Even before retrieval augment generation (RAG) became a buzzword, researchers have been working on the infusion of knowledge bases with language models, allowing for better nudging of parametric knowledge in these models [1]. The source of this external knowledge can range from subject-relation-object tuples from knowledge graphs (KG) to summaries of Wikipedia pages. While studies have reported improved performance on standard benchmarks, there are two shortcomings. Firstly, determining the exact causal relation and impact of knowledge token infusion is challenging to track. Secondly, the efficacy of knowledge-infused language models for subjective tasks has not been well studied. One downstream task where external and explicit knowledge has been hypothesised to help is in a better understanding of implicit language like memes [5], sarcasm [6] and hate speech [2]. Work attempting to incorporate knowledge tuples from ConceptNet (a large-scale general-purpose knowledge graph) observed that early fusion of knowledge tuples is better than late fusion [2]. Yet, across implicit hate speech datasets, KG tuples do not provide a consistent improvement on both automated and human evaluation metrics [2,3]. As the literature on knowledge infusion only reports performance for the inclusion of the top-k entities, we do not have a clear picture of what happens if the top-k entities are corrupted. In other words, “if top-k tuples are responsible for performance improvements, then replacing top-k with bottom-k or a random-k set should lead to proportional loss in performance.”

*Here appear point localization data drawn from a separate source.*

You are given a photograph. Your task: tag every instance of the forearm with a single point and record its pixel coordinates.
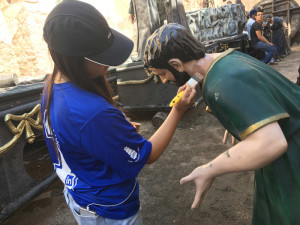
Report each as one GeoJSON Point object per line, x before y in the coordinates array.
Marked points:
{"type": "Point", "coordinates": [263, 39]}
{"type": "Point", "coordinates": [164, 134]}
{"type": "Point", "coordinates": [252, 153]}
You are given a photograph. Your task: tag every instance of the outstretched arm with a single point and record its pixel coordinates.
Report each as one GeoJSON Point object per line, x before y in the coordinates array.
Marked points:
{"type": "Point", "coordinates": [259, 149]}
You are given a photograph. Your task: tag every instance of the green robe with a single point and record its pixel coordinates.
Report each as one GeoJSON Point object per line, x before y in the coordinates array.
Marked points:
{"type": "Point", "coordinates": [245, 95]}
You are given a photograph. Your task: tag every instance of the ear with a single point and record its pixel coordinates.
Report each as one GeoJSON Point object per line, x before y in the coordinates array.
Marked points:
{"type": "Point", "coordinates": [176, 64]}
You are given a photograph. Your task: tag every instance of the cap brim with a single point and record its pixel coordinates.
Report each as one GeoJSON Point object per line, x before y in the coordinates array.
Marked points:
{"type": "Point", "coordinates": [117, 53]}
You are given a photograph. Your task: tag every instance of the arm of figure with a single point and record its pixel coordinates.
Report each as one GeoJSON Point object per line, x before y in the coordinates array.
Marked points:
{"type": "Point", "coordinates": [164, 134]}
{"type": "Point", "coordinates": [259, 149]}
{"type": "Point", "coordinates": [262, 38]}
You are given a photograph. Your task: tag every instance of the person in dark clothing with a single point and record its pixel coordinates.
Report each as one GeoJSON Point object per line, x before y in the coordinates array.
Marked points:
{"type": "Point", "coordinates": [277, 25]}
{"type": "Point", "coordinates": [258, 41]}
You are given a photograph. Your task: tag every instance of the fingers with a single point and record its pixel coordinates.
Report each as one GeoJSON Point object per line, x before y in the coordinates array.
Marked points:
{"type": "Point", "coordinates": [198, 199]}
{"type": "Point", "coordinates": [181, 88]}
{"type": "Point", "coordinates": [186, 179]}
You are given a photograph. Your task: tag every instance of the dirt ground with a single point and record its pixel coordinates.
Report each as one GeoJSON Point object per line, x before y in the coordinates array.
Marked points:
{"type": "Point", "coordinates": [197, 140]}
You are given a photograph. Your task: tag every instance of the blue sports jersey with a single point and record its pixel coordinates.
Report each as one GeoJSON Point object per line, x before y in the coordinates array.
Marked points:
{"type": "Point", "coordinates": [99, 152]}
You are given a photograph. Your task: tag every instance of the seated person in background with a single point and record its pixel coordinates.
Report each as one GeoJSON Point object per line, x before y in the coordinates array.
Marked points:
{"type": "Point", "coordinates": [258, 41]}
{"type": "Point", "coordinates": [251, 21]}
{"type": "Point", "coordinates": [278, 26]}
{"type": "Point", "coordinates": [255, 103]}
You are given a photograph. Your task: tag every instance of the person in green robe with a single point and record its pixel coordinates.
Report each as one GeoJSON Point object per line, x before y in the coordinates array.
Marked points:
{"type": "Point", "coordinates": [255, 103]}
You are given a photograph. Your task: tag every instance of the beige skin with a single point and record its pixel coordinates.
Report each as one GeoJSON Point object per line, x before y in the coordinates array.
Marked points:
{"type": "Point", "coordinates": [259, 18]}
{"type": "Point", "coordinates": [256, 151]}
{"type": "Point", "coordinates": [162, 137]}
{"type": "Point", "coordinates": [271, 22]}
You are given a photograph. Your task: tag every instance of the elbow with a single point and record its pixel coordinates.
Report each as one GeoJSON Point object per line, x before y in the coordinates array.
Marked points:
{"type": "Point", "coordinates": [151, 160]}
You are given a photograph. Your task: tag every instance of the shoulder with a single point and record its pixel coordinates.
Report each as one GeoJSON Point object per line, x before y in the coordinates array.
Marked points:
{"type": "Point", "coordinates": [80, 104]}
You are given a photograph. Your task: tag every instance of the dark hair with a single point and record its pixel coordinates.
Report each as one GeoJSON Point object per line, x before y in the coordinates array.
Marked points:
{"type": "Point", "coordinates": [259, 10]}
{"type": "Point", "coordinates": [171, 41]}
{"type": "Point", "coordinates": [73, 68]}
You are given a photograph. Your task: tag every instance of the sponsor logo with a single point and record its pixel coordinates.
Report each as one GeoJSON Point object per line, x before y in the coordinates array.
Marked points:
{"type": "Point", "coordinates": [70, 181]}
{"type": "Point", "coordinates": [132, 153]}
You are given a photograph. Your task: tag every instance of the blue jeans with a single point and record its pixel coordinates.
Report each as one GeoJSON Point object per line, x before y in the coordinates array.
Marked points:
{"type": "Point", "coordinates": [91, 219]}
{"type": "Point", "coordinates": [267, 48]}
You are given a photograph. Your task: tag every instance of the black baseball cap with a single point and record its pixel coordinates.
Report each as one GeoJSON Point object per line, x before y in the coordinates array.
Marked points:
{"type": "Point", "coordinates": [77, 29]}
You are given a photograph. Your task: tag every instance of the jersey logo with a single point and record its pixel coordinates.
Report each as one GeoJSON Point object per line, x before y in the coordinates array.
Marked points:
{"type": "Point", "coordinates": [132, 153]}
{"type": "Point", "coordinates": [71, 181]}
{"type": "Point", "coordinates": [47, 130]}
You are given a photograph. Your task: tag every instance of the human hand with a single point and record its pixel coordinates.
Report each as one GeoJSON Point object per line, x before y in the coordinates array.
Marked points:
{"type": "Point", "coordinates": [203, 182]}
{"type": "Point", "coordinates": [187, 98]}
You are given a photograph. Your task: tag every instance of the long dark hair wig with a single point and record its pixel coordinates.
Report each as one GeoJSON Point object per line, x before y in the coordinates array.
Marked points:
{"type": "Point", "coordinates": [171, 41]}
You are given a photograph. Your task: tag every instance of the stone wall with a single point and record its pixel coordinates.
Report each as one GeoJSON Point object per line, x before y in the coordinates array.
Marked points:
{"type": "Point", "coordinates": [23, 50]}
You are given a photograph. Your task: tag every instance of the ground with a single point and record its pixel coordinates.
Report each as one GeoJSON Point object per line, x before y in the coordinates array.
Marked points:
{"type": "Point", "coordinates": [197, 140]}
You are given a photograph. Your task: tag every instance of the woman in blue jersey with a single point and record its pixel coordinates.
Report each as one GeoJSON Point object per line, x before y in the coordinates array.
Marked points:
{"type": "Point", "coordinates": [95, 151]}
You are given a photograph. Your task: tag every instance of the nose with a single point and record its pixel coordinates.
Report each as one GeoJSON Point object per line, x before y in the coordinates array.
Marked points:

Setup: Using the task of implicit hate explanation, where, for a given implicit hate speech, the aim is to generate a short text explaining the implied context matching the manual/golden explanation, we test the above hypothesis.
We incorporated two implicit hate explanation datasets of varying sizes, and two KGs of different specificity (one general purpose and one task-oriented). We finetuned variants of the BART-base language model to observe changes in knowledge infusion at the input stage (i.e concatenation of knowledge tuples with input hate speech). The change was recorded in terms of natural language generation (NLG) performance metrics, which are the de facto standard for reporting on any generative task. In total, for a given dataset, we obtained four finetuned models per KG. k=20 is adopted from existing literature in hate explanation [2].
Initial observations: Overall, we observed that compared with the base case (no external knowledge infusion), the addition of top-k KG tuples led to a performance increase in one dataset and degradation in another (Table 7). More interesting was the fact that comparing top-k, bottom-k, and random-k in any of the datasets+KG setups did not display any visible degradation in performance. Significance testing with the dataset that initially benefited from top-k further indicated that, by chance, replacing top-k tuples with random-k or bottom-k will not significantly alter the metric-level performance (Table 8).
Manual inspection: To ascertain the low quality of KG tuples, we manually inspected randomly selected 20 samples from each dataset+KG pair. We clearly observed that the top-k tuples showcased that very few contain task-specific, i.e., very few were successful in conveying a hateful connotation. Since the standard process of TF-IDF or cosine similarity-based query-KG matching, as well as ranking, is task agnostic in general, the tuples so obtained are also task agnostic and less diverse. The low diversity of tuples was also quantified by observing the distribution of relevance scores (employed to rank the tuples for the top-k filter) for the dataset+KG pair.
For detailed results, we encourage readers to check out Section 5 of our paper [3].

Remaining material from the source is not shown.